Quién sabe cómo habría llegado hasta allí, y cuánto tiempo llevaría en precario equilibrio amenazando con rodar hasta la garganta de la Camorza. Muchas veces, en la soledad de mis paseos por la Pedri, me siento frente a sus muros graníticos y juego a reconstruir el puzzle de lajas caídas y piedras caballeras que salpican el paisaje. Pienso en lo insignificantemente breve que es la duración de la vida, un fugaz parpadeo, en medio de ese caos de rocas que me rodea por todas partes y en el sinsentido que supone pasársela refunfuñando por pequeñeces…
Y sigo jugando.
Mientras esperábamos la salida de la Luna llena ellos también jugaban.
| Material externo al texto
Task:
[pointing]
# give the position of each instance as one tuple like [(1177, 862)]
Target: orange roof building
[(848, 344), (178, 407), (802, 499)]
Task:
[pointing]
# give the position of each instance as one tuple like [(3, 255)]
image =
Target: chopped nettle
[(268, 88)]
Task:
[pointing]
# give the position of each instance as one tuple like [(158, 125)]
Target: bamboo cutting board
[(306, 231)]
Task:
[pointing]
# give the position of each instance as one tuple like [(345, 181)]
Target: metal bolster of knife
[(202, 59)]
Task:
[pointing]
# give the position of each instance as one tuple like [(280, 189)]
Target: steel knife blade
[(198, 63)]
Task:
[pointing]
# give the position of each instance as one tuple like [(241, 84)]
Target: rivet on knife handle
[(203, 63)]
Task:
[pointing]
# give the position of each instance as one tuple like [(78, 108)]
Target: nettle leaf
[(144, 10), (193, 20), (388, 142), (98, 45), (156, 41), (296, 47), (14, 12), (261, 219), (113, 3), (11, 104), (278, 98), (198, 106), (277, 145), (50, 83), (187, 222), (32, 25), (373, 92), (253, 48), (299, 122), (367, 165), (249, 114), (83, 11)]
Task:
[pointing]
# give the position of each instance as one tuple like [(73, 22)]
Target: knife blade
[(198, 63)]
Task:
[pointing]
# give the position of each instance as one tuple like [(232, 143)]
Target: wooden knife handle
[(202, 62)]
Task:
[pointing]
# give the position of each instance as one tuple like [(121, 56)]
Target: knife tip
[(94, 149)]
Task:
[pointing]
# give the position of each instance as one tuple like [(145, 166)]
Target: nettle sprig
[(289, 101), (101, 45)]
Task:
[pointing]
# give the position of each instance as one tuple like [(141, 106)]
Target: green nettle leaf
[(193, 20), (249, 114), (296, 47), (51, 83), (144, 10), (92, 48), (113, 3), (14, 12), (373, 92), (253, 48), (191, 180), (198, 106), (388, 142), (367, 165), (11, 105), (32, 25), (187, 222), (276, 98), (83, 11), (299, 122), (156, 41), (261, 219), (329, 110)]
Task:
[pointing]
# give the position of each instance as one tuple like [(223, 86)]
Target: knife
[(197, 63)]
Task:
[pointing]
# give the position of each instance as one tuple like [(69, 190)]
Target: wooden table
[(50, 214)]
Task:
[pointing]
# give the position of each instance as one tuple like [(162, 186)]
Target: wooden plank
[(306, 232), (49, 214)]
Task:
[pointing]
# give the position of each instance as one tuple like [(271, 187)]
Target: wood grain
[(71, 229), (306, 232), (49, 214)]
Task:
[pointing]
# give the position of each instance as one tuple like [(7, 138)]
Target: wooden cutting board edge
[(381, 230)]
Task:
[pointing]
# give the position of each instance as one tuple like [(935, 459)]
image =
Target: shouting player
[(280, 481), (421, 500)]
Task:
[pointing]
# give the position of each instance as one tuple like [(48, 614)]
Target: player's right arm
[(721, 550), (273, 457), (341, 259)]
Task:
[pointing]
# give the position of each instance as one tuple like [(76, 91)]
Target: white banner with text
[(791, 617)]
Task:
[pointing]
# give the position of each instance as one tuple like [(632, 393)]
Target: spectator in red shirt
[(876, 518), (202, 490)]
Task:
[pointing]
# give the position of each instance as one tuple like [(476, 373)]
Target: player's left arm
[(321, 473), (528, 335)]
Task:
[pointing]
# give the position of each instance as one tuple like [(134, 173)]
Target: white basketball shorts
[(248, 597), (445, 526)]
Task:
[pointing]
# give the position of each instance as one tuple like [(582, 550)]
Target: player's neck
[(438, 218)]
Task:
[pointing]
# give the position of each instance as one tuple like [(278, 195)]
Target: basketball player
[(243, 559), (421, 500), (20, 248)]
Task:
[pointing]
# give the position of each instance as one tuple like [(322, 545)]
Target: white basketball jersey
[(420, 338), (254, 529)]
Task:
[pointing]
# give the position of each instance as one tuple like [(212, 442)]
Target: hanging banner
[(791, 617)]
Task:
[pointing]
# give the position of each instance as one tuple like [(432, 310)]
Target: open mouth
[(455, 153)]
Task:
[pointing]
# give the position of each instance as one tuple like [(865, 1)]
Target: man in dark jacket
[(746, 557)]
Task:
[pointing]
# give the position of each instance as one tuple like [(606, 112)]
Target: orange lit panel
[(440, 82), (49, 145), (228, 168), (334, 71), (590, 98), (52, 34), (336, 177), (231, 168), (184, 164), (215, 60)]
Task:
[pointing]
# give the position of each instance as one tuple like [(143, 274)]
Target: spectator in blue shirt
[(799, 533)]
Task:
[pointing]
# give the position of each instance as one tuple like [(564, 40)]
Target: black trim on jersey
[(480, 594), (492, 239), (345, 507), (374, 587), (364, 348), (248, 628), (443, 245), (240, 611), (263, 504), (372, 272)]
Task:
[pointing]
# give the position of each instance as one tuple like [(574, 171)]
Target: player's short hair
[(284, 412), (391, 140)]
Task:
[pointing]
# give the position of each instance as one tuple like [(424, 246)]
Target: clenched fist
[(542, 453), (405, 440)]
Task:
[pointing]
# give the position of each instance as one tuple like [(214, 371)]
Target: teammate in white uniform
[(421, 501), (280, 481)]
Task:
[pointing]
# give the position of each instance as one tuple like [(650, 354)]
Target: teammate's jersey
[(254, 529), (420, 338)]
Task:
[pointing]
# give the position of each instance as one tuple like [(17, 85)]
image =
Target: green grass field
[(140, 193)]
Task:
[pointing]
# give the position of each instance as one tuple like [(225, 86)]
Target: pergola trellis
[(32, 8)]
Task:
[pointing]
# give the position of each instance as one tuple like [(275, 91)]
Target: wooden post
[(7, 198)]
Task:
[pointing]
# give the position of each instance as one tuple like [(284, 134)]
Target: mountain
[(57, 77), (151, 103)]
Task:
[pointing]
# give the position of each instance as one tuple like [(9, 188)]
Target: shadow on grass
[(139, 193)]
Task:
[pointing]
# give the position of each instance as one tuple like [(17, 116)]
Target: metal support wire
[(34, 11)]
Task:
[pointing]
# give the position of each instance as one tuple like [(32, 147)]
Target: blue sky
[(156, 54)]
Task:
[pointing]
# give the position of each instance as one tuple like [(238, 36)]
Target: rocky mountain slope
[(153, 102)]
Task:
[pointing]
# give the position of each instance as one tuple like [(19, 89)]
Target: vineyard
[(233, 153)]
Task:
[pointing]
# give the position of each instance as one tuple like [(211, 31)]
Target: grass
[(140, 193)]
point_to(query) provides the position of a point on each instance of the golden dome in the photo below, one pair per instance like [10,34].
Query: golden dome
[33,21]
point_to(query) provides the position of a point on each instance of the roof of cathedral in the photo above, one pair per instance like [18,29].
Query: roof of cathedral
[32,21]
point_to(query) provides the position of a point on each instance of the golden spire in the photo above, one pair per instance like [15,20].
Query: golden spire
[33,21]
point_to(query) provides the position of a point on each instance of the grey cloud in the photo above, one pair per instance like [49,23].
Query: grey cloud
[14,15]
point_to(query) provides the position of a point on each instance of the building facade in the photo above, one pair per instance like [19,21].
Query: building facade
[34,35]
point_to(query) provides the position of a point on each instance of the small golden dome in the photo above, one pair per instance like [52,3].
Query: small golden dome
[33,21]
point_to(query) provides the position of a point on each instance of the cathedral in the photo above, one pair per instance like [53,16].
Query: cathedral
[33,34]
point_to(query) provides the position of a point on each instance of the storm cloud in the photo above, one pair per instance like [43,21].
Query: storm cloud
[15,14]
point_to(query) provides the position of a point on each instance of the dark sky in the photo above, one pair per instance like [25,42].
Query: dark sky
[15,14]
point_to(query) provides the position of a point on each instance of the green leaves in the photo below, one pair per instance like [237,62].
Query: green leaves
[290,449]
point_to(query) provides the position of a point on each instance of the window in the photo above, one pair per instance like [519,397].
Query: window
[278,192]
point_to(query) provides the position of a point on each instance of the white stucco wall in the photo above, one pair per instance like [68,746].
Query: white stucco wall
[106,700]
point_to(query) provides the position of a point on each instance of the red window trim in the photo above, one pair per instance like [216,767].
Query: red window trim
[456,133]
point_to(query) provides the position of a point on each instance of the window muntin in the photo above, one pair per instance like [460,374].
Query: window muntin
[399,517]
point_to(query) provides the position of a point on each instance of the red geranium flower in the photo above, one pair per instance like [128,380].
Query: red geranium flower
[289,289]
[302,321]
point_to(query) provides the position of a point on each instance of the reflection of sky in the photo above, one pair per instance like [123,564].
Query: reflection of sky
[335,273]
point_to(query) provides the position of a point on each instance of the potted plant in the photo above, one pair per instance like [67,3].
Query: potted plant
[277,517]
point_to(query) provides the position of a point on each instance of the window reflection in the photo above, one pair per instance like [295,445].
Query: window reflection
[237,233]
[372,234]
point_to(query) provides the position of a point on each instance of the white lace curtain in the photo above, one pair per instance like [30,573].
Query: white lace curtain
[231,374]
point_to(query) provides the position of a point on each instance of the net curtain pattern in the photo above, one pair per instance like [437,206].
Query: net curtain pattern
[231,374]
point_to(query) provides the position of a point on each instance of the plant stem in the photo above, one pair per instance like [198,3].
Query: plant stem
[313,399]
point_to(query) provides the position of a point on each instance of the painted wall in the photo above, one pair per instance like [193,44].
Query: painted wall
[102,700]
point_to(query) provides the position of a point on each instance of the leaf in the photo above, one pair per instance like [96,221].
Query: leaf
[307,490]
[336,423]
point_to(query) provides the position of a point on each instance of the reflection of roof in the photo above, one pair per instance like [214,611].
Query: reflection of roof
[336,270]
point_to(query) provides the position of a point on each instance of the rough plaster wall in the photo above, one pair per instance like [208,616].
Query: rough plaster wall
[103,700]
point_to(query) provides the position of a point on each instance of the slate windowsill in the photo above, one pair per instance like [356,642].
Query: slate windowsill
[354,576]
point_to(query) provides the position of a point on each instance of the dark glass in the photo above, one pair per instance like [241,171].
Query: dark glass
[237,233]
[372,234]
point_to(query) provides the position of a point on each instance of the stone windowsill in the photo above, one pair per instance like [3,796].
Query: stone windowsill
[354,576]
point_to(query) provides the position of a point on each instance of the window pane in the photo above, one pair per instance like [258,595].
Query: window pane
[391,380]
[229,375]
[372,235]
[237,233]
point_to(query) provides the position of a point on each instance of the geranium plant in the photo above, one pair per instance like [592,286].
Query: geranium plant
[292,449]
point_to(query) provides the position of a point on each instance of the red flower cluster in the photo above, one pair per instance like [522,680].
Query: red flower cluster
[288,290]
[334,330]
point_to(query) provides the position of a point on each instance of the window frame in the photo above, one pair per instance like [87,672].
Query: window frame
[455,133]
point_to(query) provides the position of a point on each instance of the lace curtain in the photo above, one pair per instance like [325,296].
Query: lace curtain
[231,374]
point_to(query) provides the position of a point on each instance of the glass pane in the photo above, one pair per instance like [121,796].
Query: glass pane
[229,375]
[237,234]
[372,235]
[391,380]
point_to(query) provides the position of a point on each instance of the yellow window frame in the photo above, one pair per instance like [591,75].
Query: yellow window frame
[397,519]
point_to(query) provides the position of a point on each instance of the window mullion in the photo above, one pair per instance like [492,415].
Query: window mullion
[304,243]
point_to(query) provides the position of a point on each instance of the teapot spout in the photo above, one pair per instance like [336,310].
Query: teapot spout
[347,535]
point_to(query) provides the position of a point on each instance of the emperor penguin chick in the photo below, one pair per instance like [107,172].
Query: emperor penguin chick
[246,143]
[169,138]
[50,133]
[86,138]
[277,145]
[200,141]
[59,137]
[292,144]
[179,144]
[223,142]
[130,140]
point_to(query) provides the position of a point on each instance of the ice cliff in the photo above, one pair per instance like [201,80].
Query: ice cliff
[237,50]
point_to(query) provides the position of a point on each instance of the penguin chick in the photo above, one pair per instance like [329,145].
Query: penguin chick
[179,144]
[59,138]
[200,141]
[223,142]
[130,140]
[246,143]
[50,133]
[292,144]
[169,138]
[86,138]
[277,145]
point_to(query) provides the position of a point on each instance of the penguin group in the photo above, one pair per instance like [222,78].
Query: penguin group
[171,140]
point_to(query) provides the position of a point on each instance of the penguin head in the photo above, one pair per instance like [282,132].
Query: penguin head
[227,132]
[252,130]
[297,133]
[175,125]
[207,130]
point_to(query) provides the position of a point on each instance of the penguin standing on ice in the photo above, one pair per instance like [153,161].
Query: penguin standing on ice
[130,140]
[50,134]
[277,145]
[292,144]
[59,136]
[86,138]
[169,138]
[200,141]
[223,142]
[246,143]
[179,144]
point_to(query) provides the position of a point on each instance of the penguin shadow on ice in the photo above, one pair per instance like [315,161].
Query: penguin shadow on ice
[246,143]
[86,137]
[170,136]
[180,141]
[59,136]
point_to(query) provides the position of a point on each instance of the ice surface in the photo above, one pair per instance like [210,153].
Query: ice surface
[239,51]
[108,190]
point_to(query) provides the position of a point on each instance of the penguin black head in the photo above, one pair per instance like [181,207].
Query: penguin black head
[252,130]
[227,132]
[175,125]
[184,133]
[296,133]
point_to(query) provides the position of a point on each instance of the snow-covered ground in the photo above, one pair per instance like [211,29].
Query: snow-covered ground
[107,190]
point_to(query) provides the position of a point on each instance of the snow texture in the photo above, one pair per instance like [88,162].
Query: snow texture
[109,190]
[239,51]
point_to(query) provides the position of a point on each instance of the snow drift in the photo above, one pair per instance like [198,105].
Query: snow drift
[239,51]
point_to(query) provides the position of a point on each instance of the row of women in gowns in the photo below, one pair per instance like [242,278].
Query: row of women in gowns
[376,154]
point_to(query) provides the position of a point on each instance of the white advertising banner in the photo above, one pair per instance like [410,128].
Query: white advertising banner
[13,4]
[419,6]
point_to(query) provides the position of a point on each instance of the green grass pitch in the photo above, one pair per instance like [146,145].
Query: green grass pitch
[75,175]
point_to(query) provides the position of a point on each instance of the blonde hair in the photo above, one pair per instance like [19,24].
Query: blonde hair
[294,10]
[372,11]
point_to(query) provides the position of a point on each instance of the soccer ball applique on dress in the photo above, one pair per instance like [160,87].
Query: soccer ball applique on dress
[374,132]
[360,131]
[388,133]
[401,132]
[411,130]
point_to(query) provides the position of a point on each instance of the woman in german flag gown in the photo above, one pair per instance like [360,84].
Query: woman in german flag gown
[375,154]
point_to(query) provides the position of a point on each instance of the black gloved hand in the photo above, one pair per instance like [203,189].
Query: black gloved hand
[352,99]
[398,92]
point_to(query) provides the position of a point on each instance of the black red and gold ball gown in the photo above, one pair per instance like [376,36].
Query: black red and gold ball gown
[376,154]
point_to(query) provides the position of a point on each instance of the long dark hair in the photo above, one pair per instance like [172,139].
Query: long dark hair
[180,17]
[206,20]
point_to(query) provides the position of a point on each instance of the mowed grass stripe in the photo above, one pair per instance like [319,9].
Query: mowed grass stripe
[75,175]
La pequeña mole les desafiaba con sus vértices angulosos y sus cristales afilados de cuarzo y feldespato. “Venga, subid si tenéis agallas”, parecía decirles esbozando una media sonrisa con forma de diaclasa.
La Luna llena se asomó tímidamente entre las nubes justo en el instante en el que ella se agarró con decisión al canto bueno y flotó sobre el cielo de Madrid. Esa misma decisión que le había llevado a saltar del sofá un par de horas antes cuando le llegó un inesperado “¿te vienes?” al móvil.
Porque llenar este breve y fugaz parpadeo de pequeñas e insignificantes locuras es algo que siempre merece la pena.